И смотритель скрылся в воротах.
Козельцов вместе с офицерами вошел в комнату.
— Что ж, — совершенно спокойно сказал старший офицер младшему, хотя за секунду перед этим он казался разъяренным, — уж три месяца едем, подождем еще. Не беда — успеем.
Дымная, грязная комната была так полна офицерами и чемоданами, что Козельцов едва нашел место на окне, где и присел; вглядываясь в лица и вслушиваясь в разговоры, он начал делать папироску. Направо от двери, около кривого сального стола, на котором стояло два самовара с позеленелой кое-где медью и разложен был сахар в разных бумагах, сидела главная группа: молодой безусый офицер в новом стеганом архалуке, наверное, сделанном из женского капота, доливал чайник; человека четыре таких же молоденьких офицеров находились в разных углах комнаты: один из них, подложив под голову какую-то шубу, спал на диване; другой, стоя у стола, резал жареную баранину безрукому офицеру, сидевшему у стола. Два офицера, один в адъютантской шинели, другой в пехотной, но тонкой, и с сумкой через плечо, сидели около лежанки; и по одному тому, как они смотрели на других и как тот, который был с сумкой, курил сигару, видно было, что они не фронтовые пехотные офицеры и что они довольны этим. Не то чтобы видно было презрение в их манере, но какое-то самодовольное спокойствие, основанное частью на деньгах, частью на близких сношениях с генералами, — сознание превосходства, доходящее даже до желания скрыть его. Еще молодой губастый доктор и артиллерист с немецкой физиономией сидели почти на ногах молодого офицера, спящего на диване, и считали деньги. Человека четыре денщиков — одни дремали, другие возились с чемоданами и узлами около двери. Козельцов между всеми лицами не нашел ни одного знакомого; но он с любопытством; стал вслушиваться в разговоры. Молодые офицеры, которые, как он тотчас же по одному виду решил, только что ехали из корпуса, понравились ему, и главное, напомнили, что брат его, тоже из корпуса, на днях должен был прибыть в одну из батарей Севастополя. В офицере же с сумкой, которого лицо он видел где-то, ему все казалось противно и нагло.
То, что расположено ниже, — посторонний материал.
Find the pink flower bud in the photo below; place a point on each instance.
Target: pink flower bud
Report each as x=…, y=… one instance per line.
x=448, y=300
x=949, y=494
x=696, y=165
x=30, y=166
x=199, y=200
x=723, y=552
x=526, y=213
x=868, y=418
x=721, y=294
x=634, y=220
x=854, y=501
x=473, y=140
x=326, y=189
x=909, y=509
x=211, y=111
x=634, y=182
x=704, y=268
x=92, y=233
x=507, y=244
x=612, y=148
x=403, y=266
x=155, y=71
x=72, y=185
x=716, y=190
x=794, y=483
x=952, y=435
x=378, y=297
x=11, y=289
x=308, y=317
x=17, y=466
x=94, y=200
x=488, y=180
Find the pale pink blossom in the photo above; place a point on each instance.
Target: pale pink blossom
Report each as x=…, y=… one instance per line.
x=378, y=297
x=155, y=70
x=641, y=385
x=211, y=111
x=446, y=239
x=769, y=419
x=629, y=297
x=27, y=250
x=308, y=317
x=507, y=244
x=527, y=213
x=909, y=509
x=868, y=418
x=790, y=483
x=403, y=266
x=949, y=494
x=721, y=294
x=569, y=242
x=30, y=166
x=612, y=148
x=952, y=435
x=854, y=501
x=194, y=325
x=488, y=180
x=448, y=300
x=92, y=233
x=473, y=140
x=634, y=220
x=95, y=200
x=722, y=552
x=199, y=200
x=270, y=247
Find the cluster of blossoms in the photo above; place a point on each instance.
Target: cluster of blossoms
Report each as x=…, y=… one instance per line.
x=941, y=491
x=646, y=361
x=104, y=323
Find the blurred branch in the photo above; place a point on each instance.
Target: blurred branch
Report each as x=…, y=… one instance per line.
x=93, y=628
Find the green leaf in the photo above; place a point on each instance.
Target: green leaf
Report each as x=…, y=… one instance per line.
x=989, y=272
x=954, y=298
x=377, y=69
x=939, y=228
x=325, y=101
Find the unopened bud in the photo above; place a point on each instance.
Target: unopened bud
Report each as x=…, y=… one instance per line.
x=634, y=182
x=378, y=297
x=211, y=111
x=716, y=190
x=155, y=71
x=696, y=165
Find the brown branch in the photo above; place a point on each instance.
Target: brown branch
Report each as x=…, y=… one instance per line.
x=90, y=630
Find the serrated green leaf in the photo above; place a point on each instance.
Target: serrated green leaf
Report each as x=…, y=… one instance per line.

Он даже с мыслью: «Осадить его, ежели бы он вздумал что-нибудь сказать», — перешел от окна к лежанке и сел на нее. Козельцов вообще, как истый фронтовой и хороший офицер, не только не любил, но был возмущен против штабных, которыми он с первого взгляда признал этих двух офицеров.
4
— Однако это ужасно как досадно, — говорил один из молодых офицеров, — что так уже близко, а нельзя доехать. Может быть, нынче дело будет, а нас не будет.
В пискливом тоне голоса и в пятновидном свежем румянце, набежавшем на молодое лицо этого офицера в то время, как он говорил, видна была эта милая молодая робость человека, который беспрестанно боится, что не так выходит его каждое слово.
Безрукий офицер с улыбкой посмотрел на него.
— Поспеете еще, поверьте, — сказал он.
Молодой офицерик с уважением посмотрел на исхудалое лицо безрукого, неожиданно просветлевшее улыбкой, замолчал и снова занялся чаем. Действительно, в лице безрукого офицера, в его позе и особенно в этом пустом рукаве шинели выражалось много этого спокойного равнодушия, которое можно объяснить так, что при всяком деле или разговоре он смотрел, как будто говоря: «Все это прекрасно, все это я знаю и все могу сделать, ежели бы я захотел только».